C'est notamment le cas du Shawiniganais Pierre Regis, qui se trouvait à l'aéroport de Fort Lauderdale avec les membres de sa famille en attente de leur vol de retour au Canada lorsque le tireur a ouvert le feu. Heureusement, toute la famille est sortie saine et sauve de cette histoire, et ce, malgré une bonne frousse. En raison de l'annulation de tous les vols, leur séjour en Floride sera fort probablement rallongé de quelques jours. M. Regis et ses proches se trouvaient d'ailleurs toujours sur le tarmac de l'aéroport lorsque Le Nouvelliste s'est entretenu avec le père de famille plusieurs heures après les événements. Ce dernier ne savait d'ailleurs toujours pas quand ils allaient être en mesure de quitter l'aéroport.

«On a vécu ça d'assez proche. On pense que ça n'arrive qu'ailleurs, mais on a vu ça assez live. Les premiers coups de feu ont été tirés dans le terminal D2 et nous étions dans le terminal E2, juste à côté. Il y a environ 500 mètres entre les deux. Peut-être 20 minutes après les premiers coups de feu, c'est arrivé de notre bord. On a entendu bang! bang! et les agents de sécurité sont arrivés et nous ont indiqué de sortir rapidement. On se trouve encore dehors et on vient d'entendre une détonation car on dirait qu'ils ont fait exploser un colis suspect. On est assis sur des chariots qui servent à transporter les bagages et par terre. On nous apporte de l'eau, mais on ne sait pas grand-chose», raconte-t-il.

Comme si se retrouver dans une telle situation n'était pas assez stressant, M. Regis et sa conjointe ont perdu de vue leur fils aîné, âgé de dix ans, pendant une trentaine de minutes lorsque tous les voyageurs qui se trouvaient à l'intérieur du terminal E2 ont suivi les instructions des agents de sécurité et se sont précipités à l'extérieur. Tous les membres de la famille Regis ont heureusement été réunis après plusieurs longues minutes d'angoisse.

«C'était le monde à l'envers. Je n'entendais et ne voyais plus rien. J'attendais ma blonde et mon autre fils à une porte, mais il en a pris une autre», poursuit-il.
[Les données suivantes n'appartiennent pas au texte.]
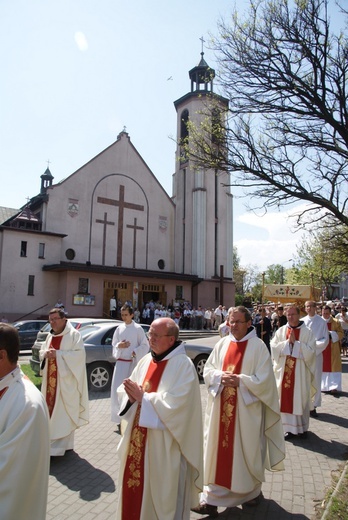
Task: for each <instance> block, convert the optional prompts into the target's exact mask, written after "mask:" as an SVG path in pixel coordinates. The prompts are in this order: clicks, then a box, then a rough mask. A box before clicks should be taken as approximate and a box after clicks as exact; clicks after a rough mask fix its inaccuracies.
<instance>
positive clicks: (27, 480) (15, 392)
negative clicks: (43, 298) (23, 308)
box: [0, 323, 50, 520]
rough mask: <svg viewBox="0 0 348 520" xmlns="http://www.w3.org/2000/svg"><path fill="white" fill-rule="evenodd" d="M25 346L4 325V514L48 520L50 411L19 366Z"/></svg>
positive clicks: (3, 373) (0, 383) (24, 518)
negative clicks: (19, 350) (49, 416)
mask: <svg viewBox="0 0 348 520" xmlns="http://www.w3.org/2000/svg"><path fill="white" fill-rule="evenodd" d="M19 349H20V342H19V336H18V331H17V330H16V329H15V328H14V327H12V326H11V325H8V324H7V323H6V324H5V323H0V518H1V519H3V520H45V518H46V506H47V492H48V476H49V462H50V458H49V417H48V410H47V407H46V403H45V400H44V398H43V396H42V394H41V392H40V391H39V390H38V389H37V388H36V387H35V386H34V384H33V383H32V382H31V381H30V380H29V379H28V378H27V377H26V376H25V375H24V374H23V372H22V371H21V369H20V367H19V366H18V364H17V363H18V354H19Z"/></svg>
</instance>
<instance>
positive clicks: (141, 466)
mask: <svg viewBox="0 0 348 520" xmlns="http://www.w3.org/2000/svg"><path fill="white" fill-rule="evenodd" d="M148 336H149V342H150V348H151V351H150V353H149V354H147V355H146V356H145V357H143V358H142V359H141V360H140V361H139V363H138V364H137V366H136V367H135V369H134V370H133V372H132V374H131V376H130V378H129V379H126V380H125V381H124V383H123V385H121V386H120V387H119V390H118V394H119V400H120V403H121V406H120V410H121V411H120V416H121V431H122V434H123V438H122V440H121V442H120V443H119V446H118V455H119V459H120V473H119V482H118V489H119V500H118V509H117V519H118V520H129V519H132V520H149V519H152V518H158V519H161V520H176V519H178V520H179V519H180V520H188V519H189V518H190V508H191V507H193V506H195V505H197V503H198V499H199V492H200V491H201V490H202V473H203V467H202V466H203V453H202V451H203V446H202V408H201V396H200V387H199V381H198V377H197V373H196V371H195V368H194V366H193V363H192V361H191V360H190V359H189V358H188V357H187V355H186V352H185V347H184V345H183V343H181V342H180V341H178V336H179V328H178V326H177V325H176V323H175V322H174V320H172V319H171V318H159V319H157V320H154V321H153V322H152V323H151V327H150V331H149V333H148Z"/></svg>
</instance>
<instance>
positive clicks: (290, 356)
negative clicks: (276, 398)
mask: <svg viewBox="0 0 348 520" xmlns="http://www.w3.org/2000/svg"><path fill="white" fill-rule="evenodd" d="M292 330H293V331H294V334H295V338H296V340H297V341H298V340H299V338H300V329H291V328H290V327H288V330H287V331H286V339H288V338H289V337H290V334H291V331H292ZM295 369H296V358H294V357H293V356H286V359H285V367H284V374H283V379H282V389H281V399H280V411H281V412H283V413H293V409H294V390H295Z"/></svg>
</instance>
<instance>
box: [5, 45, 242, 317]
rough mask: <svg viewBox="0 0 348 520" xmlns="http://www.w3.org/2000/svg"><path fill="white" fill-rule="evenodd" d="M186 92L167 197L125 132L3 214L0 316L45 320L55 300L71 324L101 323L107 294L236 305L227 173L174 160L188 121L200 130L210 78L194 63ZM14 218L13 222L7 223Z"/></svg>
mask: <svg viewBox="0 0 348 520" xmlns="http://www.w3.org/2000/svg"><path fill="white" fill-rule="evenodd" d="M189 75H190V78H191V91H190V92H189V93H188V94H186V95H184V96H183V97H181V98H180V99H179V100H177V101H175V108H176V111H177V128H178V131H177V136H178V143H179V145H178V149H177V154H176V155H177V160H176V162H175V173H174V175H173V197H172V198H170V197H169V196H168V194H167V193H166V192H165V190H164V189H163V188H162V186H161V185H160V183H159V182H158V180H157V179H156V177H155V175H154V174H153V173H152V172H151V170H150V169H149V168H148V166H147V165H146V163H145V161H144V160H143V158H142V157H141V156H140V154H139V153H138V151H137V150H136V148H135V147H134V145H133V144H132V142H131V140H130V137H129V135H128V134H127V132H126V131H125V130H124V131H122V132H121V133H120V134H119V135H118V137H117V140H116V142H114V143H113V144H112V145H111V146H109V147H108V148H106V149H105V150H103V151H102V152H101V153H99V154H98V155H97V156H96V157H94V158H93V159H91V160H90V161H89V162H88V163H87V164H85V165H83V166H81V168H79V169H78V170H77V171H76V172H74V173H73V174H72V175H70V176H69V177H68V178H66V179H64V180H63V181H61V182H58V183H56V184H54V182H53V180H54V178H53V176H52V174H51V172H50V170H49V169H47V170H46V172H45V173H44V174H43V175H42V176H41V190H40V193H39V194H38V195H37V196H35V197H33V198H32V199H31V200H30V201H29V202H28V204H27V205H25V206H23V207H22V208H21V210H19V211H17V212H14V210H9V209H8V208H2V212H1V213H0V215H2V220H1V222H2V225H1V226H0V287H1V291H0V313H1V314H2V315H5V316H6V317H7V318H8V319H9V320H14V319H18V318H19V317H22V316H24V315H28V316H29V315H30V317H31V318H33V317H38V316H43V315H47V312H48V310H49V309H50V308H51V307H52V306H54V304H55V303H56V302H57V300H58V299H60V300H61V301H62V302H64V304H65V306H66V309H67V311H68V313H69V315H70V316H94V317H101V316H108V315H109V301H110V298H111V296H112V295H115V296H116V299H117V300H118V301H121V302H124V301H131V302H132V303H133V305H134V307H139V308H141V307H142V306H143V305H144V303H146V302H148V301H150V300H153V301H155V302H157V301H159V302H161V303H162V304H163V305H169V304H172V303H173V302H174V301H180V300H181V301H182V300H185V301H190V302H191V303H192V304H193V305H194V306H198V305H201V306H202V307H206V306H208V307H216V305H218V304H220V303H223V304H225V305H226V306H230V305H231V304H233V303H234V283H233V272H232V265H233V258H232V252H233V242H232V195H231V193H230V188H228V187H224V186H223V185H226V184H229V178H228V175H227V174H226V173H221V172H216V171H211V170H205V169H200V170H199V171H198V172H197V171H194V169H193V167H192V164H191V162H190V161H189V160H186V159H185V158H183V157H182V150H181V147H180V141H181V139H182V137H183V134H185V132H186V133H187V127H186V121H188V120H191V121H194V122H199V117H201V116H200V115H199V112H200V107H202V105H203V104H204V105H205V106H207V103H209V102H210V100H211V99H212V98H214V100H215V101H218V103H220V104H221V106H222V107H224V108H226V107H227V100H226V99H225V98H223V97H221V96H217V95H216V94H214V93H213V78H214V71H213V70H212V69H210V68H209V67H208V65H207V64H206V62H205V61H204V58H203V53H202V58H201V61H200V63H199V65H198V66H197V67H194V68H193V69H192V70H191V71H190V72H189ZM13 213H15V214H13Z"/></svg>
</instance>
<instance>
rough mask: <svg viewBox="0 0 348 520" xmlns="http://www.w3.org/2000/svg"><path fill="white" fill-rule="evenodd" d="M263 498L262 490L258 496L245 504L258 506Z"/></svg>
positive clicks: (243, 504) (245, 502) (255, 506)
mask: <svg viewBox="0 0 348 520" xmlns="http://www.w3.org/2000/svg"><path fill="white" fill-rule="evenodd" d="M262 499H263V494H262V491H261V493H260V494H259V495H258V496H257V497H256V498H253V499H251V500H248V502H244V504H243V506H247V507H256V506H258V505H259V504H260V502H261V500H262Z"/></svg>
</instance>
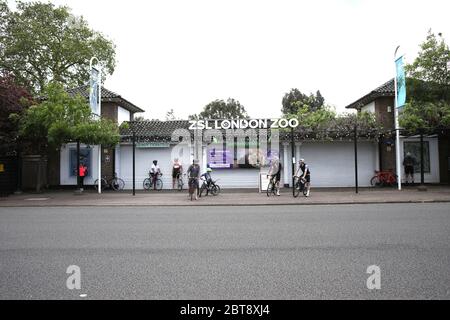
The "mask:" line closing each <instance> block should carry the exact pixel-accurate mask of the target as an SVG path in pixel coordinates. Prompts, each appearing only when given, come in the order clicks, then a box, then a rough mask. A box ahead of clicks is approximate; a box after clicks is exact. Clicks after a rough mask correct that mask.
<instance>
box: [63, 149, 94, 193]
mask: <svg viewBox="0 0 450 320" xmlns="http://www.w3.org/2000/svg"><path fill="white" fill-rule="evenodd" d="M85 147H86V145H84V144H80V148H85ZM76 148H77V144H76V143H69V144H65V145H63V146H61V151H60V156H61V158H60V166H59V170H60V171H59V174H60V184H61V185H63V186H64V185H65V186H67V185H76V184H77V177H76V176H70V169H69V166H70V158H69V157H70V149H76ZM91 150H92V151H91V157H92V159H91V166H92V167H91V168H88V172H89V176H88V177H86V178H85V179H84V185H93V184H94V181H95V180H97V179H98V171H97V170H98V147H97V146H91Z"/></svg>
Le Trifluvien Martin Leblanc se trouve également présentement à Fort Lauderdale avec des membres de sa famille. Ayant passé toute la journée de vendredi à la plage, ce n'est qu'alors qu'il était en route vers l'endroit où il réside pendant son séjour sous les palmiers qu'il s'est rendu compte qu'un drame s'était produit à l'endroit où il se trouvait avec ses proches il y a quelques jours à peine.

«En revenant en auto, on a vu une pancarte sur laquelle il était écrit que l'aéroport était fermé. On ne savait pas trop pourquoi. En écoutant les nouvelles à la radio, on a appris qu'il y avait eu une tuerie. Ce qui est un peu ''freakant'', c'est que ça s'est passé au terminal 2, soit où on est arrivé il y a une semaine. C'est le même terminal. C'est là où on ramasse nos valises. Nous étions là, dans le même environnement», poursuit le comptable et associé pour la firme Mallette qui agit également comme président du conseil d'administration du Séminaire Saint-Joseph de Trois-Rivières.
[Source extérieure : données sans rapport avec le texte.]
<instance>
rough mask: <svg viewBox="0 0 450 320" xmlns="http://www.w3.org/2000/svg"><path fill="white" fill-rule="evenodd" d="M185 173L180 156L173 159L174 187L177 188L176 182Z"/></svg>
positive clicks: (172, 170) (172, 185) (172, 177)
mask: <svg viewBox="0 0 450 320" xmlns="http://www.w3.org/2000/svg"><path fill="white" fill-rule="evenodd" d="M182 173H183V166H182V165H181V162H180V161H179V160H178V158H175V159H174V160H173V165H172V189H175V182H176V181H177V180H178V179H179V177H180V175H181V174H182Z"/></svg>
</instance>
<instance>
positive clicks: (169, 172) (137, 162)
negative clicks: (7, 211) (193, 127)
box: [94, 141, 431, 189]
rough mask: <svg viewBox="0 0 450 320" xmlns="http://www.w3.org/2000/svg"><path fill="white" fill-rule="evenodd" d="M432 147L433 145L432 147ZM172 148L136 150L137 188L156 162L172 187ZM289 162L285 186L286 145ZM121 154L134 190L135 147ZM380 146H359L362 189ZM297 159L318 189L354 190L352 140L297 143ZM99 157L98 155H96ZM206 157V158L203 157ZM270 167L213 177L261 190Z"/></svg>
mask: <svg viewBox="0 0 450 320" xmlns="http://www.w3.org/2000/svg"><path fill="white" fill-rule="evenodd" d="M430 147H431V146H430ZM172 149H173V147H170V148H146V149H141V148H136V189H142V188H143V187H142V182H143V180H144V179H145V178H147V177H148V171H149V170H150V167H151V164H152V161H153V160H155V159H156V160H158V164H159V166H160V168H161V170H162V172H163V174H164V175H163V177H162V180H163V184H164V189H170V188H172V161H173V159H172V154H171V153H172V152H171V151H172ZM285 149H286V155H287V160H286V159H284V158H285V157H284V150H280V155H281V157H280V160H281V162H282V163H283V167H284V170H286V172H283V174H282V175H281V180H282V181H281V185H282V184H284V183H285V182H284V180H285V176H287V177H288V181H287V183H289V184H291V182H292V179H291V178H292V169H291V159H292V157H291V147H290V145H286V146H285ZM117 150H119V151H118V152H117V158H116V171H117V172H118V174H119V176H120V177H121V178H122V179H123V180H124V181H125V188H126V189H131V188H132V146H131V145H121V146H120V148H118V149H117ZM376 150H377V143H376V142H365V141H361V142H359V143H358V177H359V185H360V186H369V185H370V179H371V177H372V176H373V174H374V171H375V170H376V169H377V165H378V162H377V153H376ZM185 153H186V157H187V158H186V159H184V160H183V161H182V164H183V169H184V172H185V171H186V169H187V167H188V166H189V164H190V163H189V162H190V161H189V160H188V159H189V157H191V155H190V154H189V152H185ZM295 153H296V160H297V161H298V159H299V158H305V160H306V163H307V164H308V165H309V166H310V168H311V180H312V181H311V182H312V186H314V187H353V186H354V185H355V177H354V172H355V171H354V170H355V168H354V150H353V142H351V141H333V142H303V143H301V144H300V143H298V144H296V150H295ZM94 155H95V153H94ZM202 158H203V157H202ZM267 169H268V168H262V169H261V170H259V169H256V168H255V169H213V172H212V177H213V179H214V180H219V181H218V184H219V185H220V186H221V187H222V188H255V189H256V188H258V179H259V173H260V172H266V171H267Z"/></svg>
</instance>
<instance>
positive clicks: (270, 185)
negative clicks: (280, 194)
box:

Le vol de retour de M. Leblanc et de ses proches est prévu pour mercredi prochain.

«La bonne nouvelle, c'est que la sécurité va être au maximum», dit-il.

Passant tous les mois de janvier dans la localité d'Hallandale, située à 15 minutes de l'aéroport de Fort Lauderdale, depuis de nombreuses années, le conseiller municipal du district de la Madeleine et maire suppléant de Trois-Rivières, René Goyette, est quant à lui arrivé en Floride dimanche dernier. Il a pris connaissance de ces tristes événements par l'entremise des médias après avoir reçu des messages textes en provenance d'amis au Québec qui lui demandaient s'il était en sécurité.

«Nous suivons ça présentement et tout le monde s'envoie des messages. C'est le gros sujet de discussion», laisse-t-il tomber.